真田十勇士ならぬ、話し方と綴り方の教室、「アイマイミー」の十二有志が参陣した課外授業だった。真田の赤備えにならい、私は赤の防寒着をまとった。
前日は雨の一日だったのに、当日は好天気と、いよいよクライマックスを迎えるテレビの大河ドラマ人気とで、平日にもかかわらず沢山の人出になったようだ。日差しはあるのだが、時折に吹く北風は、やはり十一月の冷たさだった。
改札を過ぎると、いきなり下りの急坂。九度山丘陵の高低差を感じさせるメインの町道は、何度もゆるやかに曲がりながら、家並みを左右にわけていた。抜け穴伝説の真田古墳を経て、真田父子の生活していた真田庵に立ち寄った。
あちこちに、この地の名産品である富有柿の無人販売所があり、網に囲まれた干し柿が吊してあった。紅葉狩りの刺客十二有志は、思い思いの秋を探して、町中を進軍した。
昼食をとったのは、道の駅に隣接したイベント広場だった。いくつものテントがあり、椅子があり、机にはクロスまで敷かれており、立派な野外食堂がすぐにできあがった。道の駅で買ったサバとサケの柿の葉寿司は、少々冷たいが美味しい。
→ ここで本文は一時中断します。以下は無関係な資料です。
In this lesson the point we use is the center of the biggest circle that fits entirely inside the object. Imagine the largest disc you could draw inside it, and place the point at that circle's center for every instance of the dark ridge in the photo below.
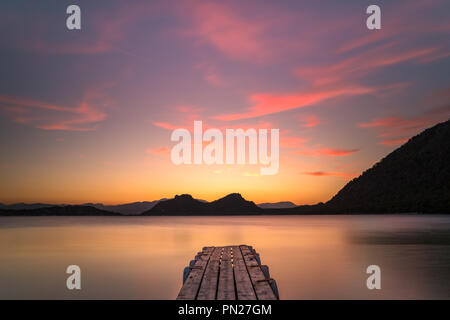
(232, 204)
(277, 205)
(414, 178)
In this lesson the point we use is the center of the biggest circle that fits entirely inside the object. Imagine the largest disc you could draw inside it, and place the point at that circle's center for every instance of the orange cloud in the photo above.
(326, 173)
(400, 129)
(327, 152)
(161, 150)
(309, 121)
(394, 142)
(166, 125)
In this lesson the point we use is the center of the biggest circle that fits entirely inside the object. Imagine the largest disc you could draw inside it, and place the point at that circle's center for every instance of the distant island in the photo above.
(415, 178)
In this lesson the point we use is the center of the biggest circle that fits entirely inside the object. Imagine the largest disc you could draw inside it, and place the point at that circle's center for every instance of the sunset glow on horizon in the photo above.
(86, 115)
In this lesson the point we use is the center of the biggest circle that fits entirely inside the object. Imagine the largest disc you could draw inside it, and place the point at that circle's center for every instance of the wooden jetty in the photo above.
(227, 273)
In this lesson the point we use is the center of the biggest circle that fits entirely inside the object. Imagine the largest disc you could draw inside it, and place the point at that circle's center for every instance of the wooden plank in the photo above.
(208, 288)
(192, 285)
(225, 289)
(244, 287)
(262, 287)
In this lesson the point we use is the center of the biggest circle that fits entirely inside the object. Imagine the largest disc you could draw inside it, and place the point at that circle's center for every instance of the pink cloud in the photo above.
(333, 152)
(394, 142)
(166, 125)
(326, 173)
(159, 151)
(309, 121)
(397, 130)
(264, 104)
(49, 116)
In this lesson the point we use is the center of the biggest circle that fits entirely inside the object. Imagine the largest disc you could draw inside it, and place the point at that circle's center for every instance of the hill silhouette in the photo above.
(185, 204)
(413, 178)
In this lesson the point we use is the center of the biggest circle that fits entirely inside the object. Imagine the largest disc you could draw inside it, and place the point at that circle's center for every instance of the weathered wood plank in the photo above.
(192, 285)
(208, 287)
(244, 287)
(259, 281)
(226, 278)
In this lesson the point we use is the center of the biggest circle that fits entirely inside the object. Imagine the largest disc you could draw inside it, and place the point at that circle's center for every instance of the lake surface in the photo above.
(311, 257)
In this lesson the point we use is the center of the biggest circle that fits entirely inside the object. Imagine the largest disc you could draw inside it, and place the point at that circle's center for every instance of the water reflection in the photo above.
(311, 257)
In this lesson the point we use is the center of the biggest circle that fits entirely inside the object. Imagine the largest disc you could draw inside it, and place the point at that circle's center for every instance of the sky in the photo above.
(86, 115)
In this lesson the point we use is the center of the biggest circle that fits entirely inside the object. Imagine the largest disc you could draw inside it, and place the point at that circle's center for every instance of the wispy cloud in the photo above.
(48, 116)
(332, 152)
(327, 174)
(397, 130)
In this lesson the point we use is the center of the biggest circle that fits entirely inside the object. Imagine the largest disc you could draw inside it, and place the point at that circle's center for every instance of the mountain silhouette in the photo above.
(277, 205)
(413, 178)
(185, 204)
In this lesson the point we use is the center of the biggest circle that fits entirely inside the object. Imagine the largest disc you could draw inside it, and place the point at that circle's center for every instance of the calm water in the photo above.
(311, 257)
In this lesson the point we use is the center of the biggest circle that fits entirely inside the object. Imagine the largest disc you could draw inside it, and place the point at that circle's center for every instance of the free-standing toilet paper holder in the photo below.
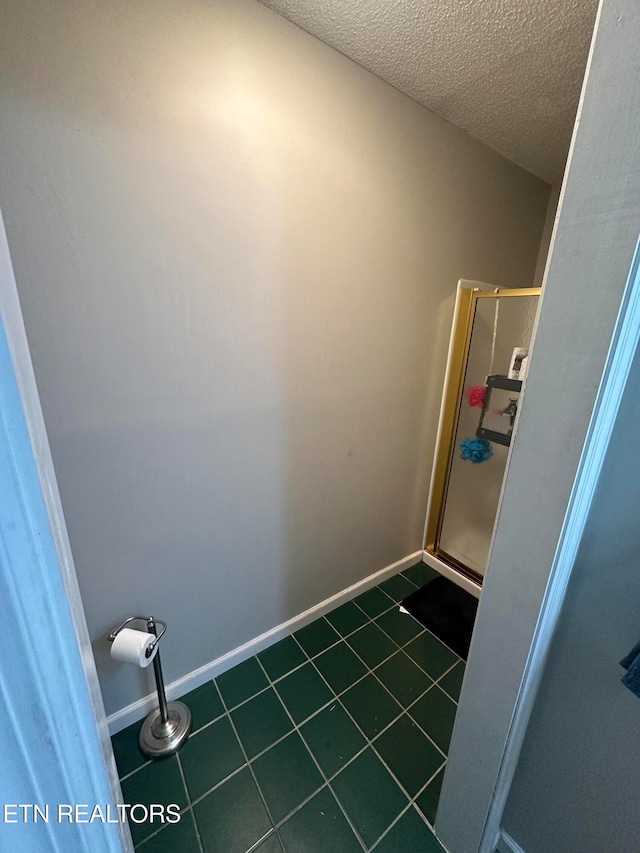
(165, 729)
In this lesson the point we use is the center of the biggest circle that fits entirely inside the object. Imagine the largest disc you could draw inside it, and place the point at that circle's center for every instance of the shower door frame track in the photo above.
(466, 301)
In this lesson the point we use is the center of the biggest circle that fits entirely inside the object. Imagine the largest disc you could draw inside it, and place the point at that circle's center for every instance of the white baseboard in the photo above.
(137, 710)
(506, 844)
(466, 583)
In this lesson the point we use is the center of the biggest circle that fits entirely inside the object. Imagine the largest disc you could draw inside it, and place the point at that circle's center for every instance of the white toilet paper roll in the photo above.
(131, 646)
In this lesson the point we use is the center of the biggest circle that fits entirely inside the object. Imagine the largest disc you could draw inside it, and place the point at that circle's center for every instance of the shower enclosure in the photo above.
(488, 359)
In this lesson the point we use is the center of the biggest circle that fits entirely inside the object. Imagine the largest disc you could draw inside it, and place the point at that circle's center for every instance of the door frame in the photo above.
(586, 335)
(59, 752)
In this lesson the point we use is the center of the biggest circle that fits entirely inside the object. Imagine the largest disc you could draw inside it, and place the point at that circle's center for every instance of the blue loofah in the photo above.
(475, 450)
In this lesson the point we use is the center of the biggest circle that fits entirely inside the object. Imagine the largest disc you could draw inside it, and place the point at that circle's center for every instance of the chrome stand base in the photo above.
(158, 739)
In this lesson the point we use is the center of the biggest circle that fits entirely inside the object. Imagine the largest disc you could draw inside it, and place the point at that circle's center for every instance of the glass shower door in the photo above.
(499, 328)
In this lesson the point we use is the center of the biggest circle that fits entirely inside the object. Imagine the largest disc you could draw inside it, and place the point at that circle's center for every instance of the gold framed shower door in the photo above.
(464, 313)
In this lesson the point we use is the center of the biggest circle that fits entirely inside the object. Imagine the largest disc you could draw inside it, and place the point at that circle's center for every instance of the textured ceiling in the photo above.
(507, 71)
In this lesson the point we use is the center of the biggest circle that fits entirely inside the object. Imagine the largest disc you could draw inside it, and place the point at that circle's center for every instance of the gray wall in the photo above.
(591, 254)
(237, 254)
(576, 786)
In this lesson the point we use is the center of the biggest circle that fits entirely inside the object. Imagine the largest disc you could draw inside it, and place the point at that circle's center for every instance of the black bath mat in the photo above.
(447, 611)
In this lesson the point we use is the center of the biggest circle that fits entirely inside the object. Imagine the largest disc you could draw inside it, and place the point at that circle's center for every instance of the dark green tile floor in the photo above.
(333, 739)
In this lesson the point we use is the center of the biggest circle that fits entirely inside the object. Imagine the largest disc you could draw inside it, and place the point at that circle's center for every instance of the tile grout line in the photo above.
(404, 710)
(188, 793)
(412, 804)
(310, 659)
(371, 744)
(251, 770)
(336, 696)
(320, 770)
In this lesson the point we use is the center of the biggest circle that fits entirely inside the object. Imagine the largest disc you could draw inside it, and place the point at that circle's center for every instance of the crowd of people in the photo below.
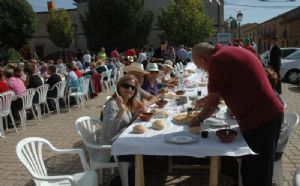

食事が終わると軍議を開き、この先にある慈尊院への行軍が決まった。消防センター、町の文化やスポーツ施設を右手にして、再び町中に入った。隊列は自由、前になったり後になったりと、それぞれが思いのままに歩いた。小川にかかる赤色の小さな橋を渡ると、めざした慈尊院の門前はすぐだった。
院内に入り、正面に見える急な石段を登ると丹生官省符神社(にうかんしょうぶじんじゃ)だった。弘法大師空海が建立した神社であり、女人禁制のため慈尊院に滞在している母をたずねた町石道の起点であり、空海の母恋道(ははこいみち)である。
境内を見渡すと、ひときわ赤く色づいた部分のある紅葉が目についた。陽光を一杯に浴びた赤に比べて、ほんの少ししか光の届かない日陰の緑。
急がなくていいから、どっしりとかまえよ。今、日当たりが少なくても、きっと出番がやって来る。病葉(わくらば)の赤で終わらないで、必ず錦を飾って欲しいと思う。雨の日や風の日も、熱い日や寒い日も同じ空気を吸った同じ木だからだ。始まったばかりの秋の風景が、そんなことを感じさせてくれた。
帰路に真田ミユージアムに寄り、今度は上りとなった駅前の急坂を登った。午後四時、山腹の駅、九度山は少し寒かった。
真田の赤備えのような深い紅葉は、もう少し先だった。